Clifford Chance is the only U.K.-based firm to top one of Bloomberg’s global capital markets rankings this year. The magic circle firm has advised the underwriters on IPOs with an aggregate value of $7.91 billion in 2016, beating Latham into second place by just $13 million. Davis Polk heads the issuer-side IPO chart with an aggregate deal value of just $7.4 billion, which highlights the extent to which widespread market uncertainty and geopolitical shocks have impacted on IPO activity.
Bloomberg’s full report will be released in January.
Options Narrow for KWM Europe
King & Wood Mallesons’ beleaguered European arm looks set to be broken up and sold in pieces to other law firms via a pre-pack administration, with Dentons pulling out of discussions to take over the business.
While Dentons is no longer interested, KWM Europe announced on Friday that it had received purchase offers from multiple firms and a KWM source with knowledge of the situation says that the discussions have been “positive.”
DLA Piper, Greenberg Traurig and even KWM’s own Asian arm have been interested in parts of KWM Europe, but former KWM partners have told The American Lawyer’s U.K. sister title Legal Week that Winston & Strawn is the “frontrunner” to take over a large portion of the struggling practice.
A deal is expected to be finalized by the end of this week.
Legal Week also recently revealed that KWM Europe has changed its partnership deed to prepare for a possible collapse.
Partners earlier this month approved an amendment that would ensure any tax losses are split fairly between current and former partners if the firm does go under. The deed did not previously cover what would happen to partners’ tax allocations in the event of the business ceasing to exist.
It follows news that KWM Europe’s key lender, Barclays Bank, has revised its debenture agreement to take extra security over the firm’s assets.
The firm was initially forced to grant the bank a debenture over its assets in July. That debenture covered all of the firm’s securities, goodwill and uncalled share capital, intellectual property and current or future trade debts.

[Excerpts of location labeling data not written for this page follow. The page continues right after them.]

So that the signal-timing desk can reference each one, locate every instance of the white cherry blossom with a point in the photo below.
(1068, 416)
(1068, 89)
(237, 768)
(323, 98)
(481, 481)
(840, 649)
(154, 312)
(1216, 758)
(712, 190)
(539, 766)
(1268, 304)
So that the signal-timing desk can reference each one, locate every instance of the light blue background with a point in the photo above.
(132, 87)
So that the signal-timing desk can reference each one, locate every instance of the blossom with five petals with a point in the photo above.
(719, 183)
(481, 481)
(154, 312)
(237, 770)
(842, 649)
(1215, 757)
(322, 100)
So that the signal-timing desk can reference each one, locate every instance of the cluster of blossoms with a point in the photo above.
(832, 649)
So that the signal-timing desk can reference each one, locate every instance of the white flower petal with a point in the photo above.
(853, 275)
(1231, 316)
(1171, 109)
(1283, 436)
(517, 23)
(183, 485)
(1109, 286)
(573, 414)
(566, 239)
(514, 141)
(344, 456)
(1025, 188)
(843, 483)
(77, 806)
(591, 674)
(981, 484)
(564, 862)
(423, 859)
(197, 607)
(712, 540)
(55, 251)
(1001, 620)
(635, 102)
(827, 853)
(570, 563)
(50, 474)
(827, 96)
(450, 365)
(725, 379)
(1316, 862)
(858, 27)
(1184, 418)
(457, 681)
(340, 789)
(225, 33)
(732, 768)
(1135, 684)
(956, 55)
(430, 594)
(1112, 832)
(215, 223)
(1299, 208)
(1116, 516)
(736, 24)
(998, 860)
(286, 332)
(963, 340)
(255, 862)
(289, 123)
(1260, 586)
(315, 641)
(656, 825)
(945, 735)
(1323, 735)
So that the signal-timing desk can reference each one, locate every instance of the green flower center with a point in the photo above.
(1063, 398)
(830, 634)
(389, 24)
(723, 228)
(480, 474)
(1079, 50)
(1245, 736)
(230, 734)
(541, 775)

The new agreement is even more restrictive and covers additional parts of KWM’s European business. The range of circumstances under which the deed would become enforceable and Barclays would take control of the business were expanded to include any request by the firm to appoint an administrator.
KWM Europe’s future was cast into doubt by the collapse of its planned $18.4 million recapitalization. Its European partners comprehensively rejected a financial rescue deal from the firm’s Asia arm.

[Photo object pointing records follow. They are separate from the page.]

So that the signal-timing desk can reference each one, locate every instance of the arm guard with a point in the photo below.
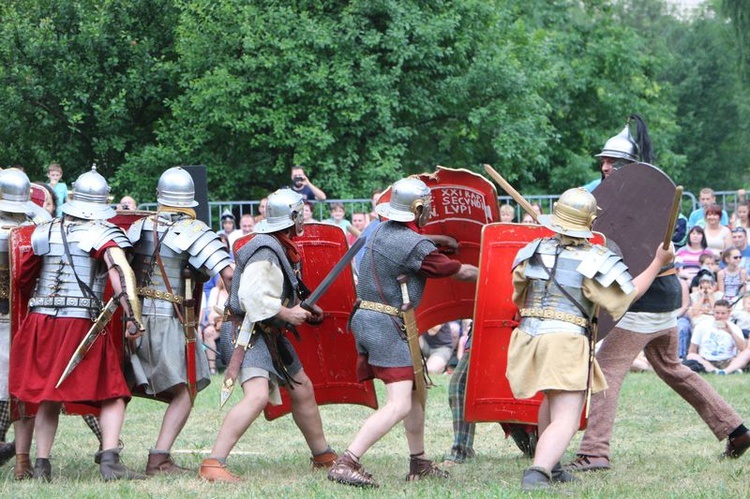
(116, 259)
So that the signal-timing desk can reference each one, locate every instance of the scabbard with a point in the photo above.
(412, 338)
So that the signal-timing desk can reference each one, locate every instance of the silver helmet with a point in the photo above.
(15, 194)
(573, 214)
(621, 146)
(284, 209)
(410, 198)
(176, 189)
(90, 197)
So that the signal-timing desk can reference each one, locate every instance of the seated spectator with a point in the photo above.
(307, 213)
(741, 316)
(689, 255)
(709, 265)
(338, 217)
(718, 236)
(438, 344)
(731, 279)
(706, 198)
(507, 213)
(702, 301)
(715, 343)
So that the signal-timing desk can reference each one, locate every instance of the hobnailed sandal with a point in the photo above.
(346, 469)
(588, 463)
(420, 468)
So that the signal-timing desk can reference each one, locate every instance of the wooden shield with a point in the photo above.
(327, 350)
(488, 393)
(463, 202)
(635, 204)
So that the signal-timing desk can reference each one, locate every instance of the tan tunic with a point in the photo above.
(558, 361)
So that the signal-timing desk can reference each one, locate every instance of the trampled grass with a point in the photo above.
(661, 448)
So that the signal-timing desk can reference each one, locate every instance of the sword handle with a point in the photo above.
(403, 280)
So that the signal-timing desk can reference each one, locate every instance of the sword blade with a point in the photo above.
(311, 300)
(88, 340)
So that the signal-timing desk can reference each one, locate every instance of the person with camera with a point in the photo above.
(302, 186)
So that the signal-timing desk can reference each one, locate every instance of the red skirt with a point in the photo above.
(41, 350)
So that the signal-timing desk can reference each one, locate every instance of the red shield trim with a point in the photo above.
(462, 203)
(635, 224)
(488, 394)
(327, 350)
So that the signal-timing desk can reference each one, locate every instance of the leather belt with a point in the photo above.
(160, 295)
(379, 307)
(63, 301)
(548, 313)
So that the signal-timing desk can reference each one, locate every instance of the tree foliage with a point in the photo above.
(364, 91)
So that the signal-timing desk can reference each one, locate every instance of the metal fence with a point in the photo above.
(321, 209)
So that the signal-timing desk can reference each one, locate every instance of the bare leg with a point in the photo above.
(414, 426)
(242, 415)
(398, 401)
(306, 414)
(111, 419)
(564, 409)
(175, 418)
(46, 427)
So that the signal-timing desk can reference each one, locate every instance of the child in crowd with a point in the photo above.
(741, 317)
(54, 174)
(731, 279)
(715, 343)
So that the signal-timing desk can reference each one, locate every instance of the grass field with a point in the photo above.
(661, 448)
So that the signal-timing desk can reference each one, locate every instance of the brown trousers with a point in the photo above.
(615, 356)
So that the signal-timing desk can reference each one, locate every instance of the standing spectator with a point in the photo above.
(688, 257)
(741, 216)
(247, 224)
(716, 342)
(302, 186)
(127, 203)
(706, 199)
(307, 213)
(718, 236)
(739, 241)
(54, 174)
(338, 217)
(359, 222)
(438, 345)
(731, 279)
(261, 210)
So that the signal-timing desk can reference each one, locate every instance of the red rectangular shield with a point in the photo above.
(488, 394)
(327, 350)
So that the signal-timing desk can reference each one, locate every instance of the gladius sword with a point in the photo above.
(243, 341)
(88, 340)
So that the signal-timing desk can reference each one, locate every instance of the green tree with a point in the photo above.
(82, 82)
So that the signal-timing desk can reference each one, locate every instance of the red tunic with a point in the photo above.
(41, 349)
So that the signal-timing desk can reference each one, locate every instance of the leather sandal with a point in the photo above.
(212, 470)
(588, 463)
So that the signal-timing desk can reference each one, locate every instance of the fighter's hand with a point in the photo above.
(316, 317)
(294, 316)
(132, 331)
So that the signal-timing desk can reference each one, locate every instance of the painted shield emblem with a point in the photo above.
(488, 394)
(463, 202)
(327, 350)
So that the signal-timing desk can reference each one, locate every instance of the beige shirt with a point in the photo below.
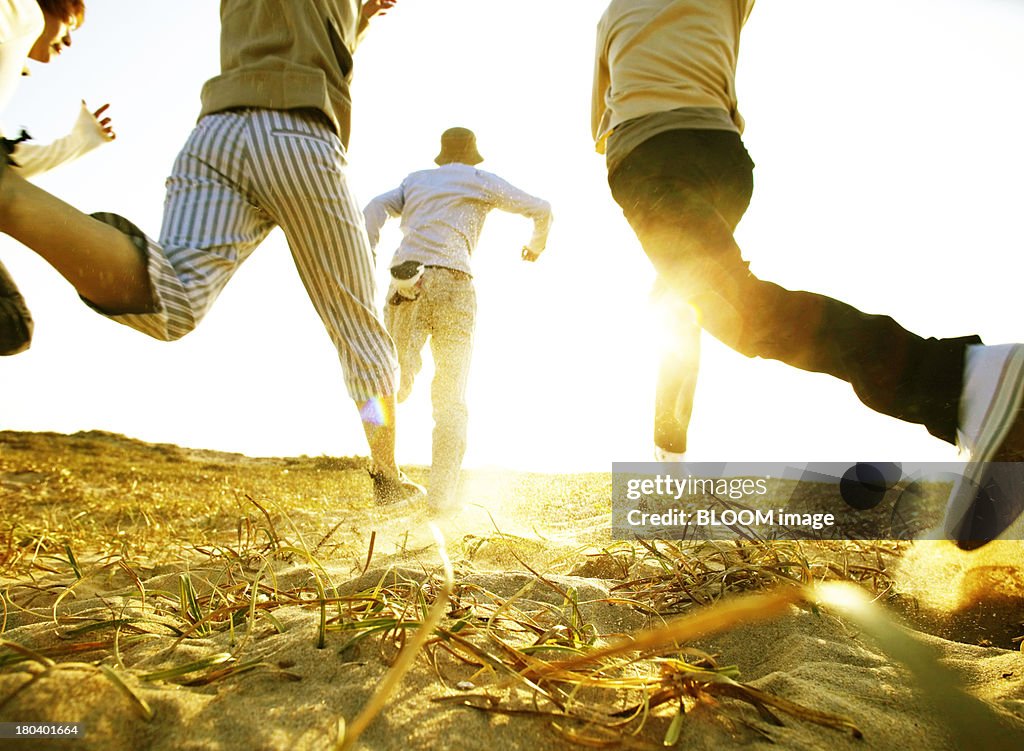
(658, 55)
(284, 54)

Legal Week’s Rose Walker and I recently took an in-depth look at the causes of KWM Europe’s collapse. You can read that feature here.

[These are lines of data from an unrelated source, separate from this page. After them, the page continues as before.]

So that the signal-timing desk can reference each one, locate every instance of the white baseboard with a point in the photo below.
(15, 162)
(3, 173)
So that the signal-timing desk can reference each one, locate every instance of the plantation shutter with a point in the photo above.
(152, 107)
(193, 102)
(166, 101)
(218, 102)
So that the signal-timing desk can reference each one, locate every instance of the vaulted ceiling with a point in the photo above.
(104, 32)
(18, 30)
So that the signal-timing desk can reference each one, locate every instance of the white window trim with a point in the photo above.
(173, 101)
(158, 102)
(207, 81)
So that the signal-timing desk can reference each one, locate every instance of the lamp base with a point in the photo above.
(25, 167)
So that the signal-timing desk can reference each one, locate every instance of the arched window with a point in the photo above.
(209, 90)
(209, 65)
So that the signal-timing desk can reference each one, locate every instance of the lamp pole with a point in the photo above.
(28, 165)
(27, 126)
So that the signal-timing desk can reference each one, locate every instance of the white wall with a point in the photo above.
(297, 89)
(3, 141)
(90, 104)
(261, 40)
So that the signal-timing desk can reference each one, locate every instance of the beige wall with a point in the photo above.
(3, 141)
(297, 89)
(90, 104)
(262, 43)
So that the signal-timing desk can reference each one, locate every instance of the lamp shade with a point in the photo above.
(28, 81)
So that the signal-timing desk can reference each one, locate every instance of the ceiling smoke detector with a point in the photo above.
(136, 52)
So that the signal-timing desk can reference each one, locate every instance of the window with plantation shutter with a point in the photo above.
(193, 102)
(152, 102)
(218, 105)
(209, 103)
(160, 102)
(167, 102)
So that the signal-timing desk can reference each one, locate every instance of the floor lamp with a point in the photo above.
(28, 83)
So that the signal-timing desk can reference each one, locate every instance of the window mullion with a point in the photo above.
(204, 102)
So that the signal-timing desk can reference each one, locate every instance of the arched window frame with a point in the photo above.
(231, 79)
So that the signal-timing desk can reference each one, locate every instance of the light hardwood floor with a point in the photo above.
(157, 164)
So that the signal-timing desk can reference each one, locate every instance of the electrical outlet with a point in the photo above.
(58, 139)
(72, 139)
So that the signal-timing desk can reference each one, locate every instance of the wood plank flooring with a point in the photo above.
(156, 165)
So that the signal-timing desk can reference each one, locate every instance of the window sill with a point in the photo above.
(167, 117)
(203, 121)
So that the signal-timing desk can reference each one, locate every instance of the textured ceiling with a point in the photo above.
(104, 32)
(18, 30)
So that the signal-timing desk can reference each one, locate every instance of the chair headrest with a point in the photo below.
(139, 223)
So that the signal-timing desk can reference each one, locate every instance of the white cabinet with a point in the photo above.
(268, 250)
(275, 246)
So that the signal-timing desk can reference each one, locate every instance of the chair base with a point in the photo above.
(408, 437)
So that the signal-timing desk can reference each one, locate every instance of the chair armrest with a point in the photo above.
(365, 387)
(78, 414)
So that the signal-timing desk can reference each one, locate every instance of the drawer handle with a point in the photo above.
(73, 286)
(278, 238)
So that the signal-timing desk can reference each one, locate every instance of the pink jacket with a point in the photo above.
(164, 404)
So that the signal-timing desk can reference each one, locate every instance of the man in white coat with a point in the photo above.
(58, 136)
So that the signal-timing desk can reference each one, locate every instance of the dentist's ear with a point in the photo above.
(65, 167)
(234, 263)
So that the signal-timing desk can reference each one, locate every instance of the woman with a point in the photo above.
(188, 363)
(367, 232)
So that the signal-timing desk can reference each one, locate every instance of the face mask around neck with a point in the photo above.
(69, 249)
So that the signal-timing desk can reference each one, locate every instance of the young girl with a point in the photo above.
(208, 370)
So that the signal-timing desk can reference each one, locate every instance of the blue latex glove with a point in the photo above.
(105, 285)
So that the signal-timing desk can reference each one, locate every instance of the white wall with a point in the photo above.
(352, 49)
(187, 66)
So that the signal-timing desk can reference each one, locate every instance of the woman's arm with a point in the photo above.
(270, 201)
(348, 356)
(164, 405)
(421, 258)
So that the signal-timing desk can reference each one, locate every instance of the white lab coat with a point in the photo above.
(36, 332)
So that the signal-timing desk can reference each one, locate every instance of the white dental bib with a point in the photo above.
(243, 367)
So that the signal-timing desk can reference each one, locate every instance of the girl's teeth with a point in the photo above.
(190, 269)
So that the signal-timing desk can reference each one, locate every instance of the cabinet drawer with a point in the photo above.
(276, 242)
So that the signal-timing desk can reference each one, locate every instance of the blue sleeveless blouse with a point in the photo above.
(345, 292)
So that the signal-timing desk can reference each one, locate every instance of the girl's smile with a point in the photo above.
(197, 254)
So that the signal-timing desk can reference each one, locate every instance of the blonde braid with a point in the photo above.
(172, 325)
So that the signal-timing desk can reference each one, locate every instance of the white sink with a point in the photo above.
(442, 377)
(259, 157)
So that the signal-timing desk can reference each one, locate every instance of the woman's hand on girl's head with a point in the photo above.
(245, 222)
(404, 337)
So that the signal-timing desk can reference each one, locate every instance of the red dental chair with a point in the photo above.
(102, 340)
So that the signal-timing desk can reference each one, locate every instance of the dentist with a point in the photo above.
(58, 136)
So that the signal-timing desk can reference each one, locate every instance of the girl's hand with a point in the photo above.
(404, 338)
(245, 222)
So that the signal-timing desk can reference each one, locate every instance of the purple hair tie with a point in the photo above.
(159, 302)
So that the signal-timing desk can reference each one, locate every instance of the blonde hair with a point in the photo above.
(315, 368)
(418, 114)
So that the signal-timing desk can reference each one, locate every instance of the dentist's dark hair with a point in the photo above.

Latham Continues London Hiring Spree
Latham & Watkins’ remarkable London hiring spree continues, with Herbert Smith Freehills’ global co-head of energy John Balsdon the latest to join the U.S. firm’s fast-growing U.K. office.
The move will reunite Balsdon with former HSF corporate partner Simon Tysoe, who joined Latham last year and now co-heads the U.S. firm’s energy, oil and gas industry group.
It caps a spectacular year for Latham in London, with Allen & Overy’s former banking head Stephen Kensell the pick of a series of big-name hires the firm has made in 2016.
Balsdon is the 13th partner to join Latham’s London office so far this year—and the 10th to do so from U.K.-based firms.
U.S. firms have been systematically poaching partners from U.K. rivals for years and now dominate the market for high-profile hires in London. American firms’ higher profitability, more flexible compensation systems and greater access to U.S. markets and clients has helped them outmuscle U.K. rivals when it comes to lateral recruits.
Dechert has also boosted its U.K. presence this year with a number of senior hires, while White & Case has been investing heavily in London as part of a strategy to expand its office in the city to more than 500 lawyers by 2020—something no other U.S. law firm has achieved.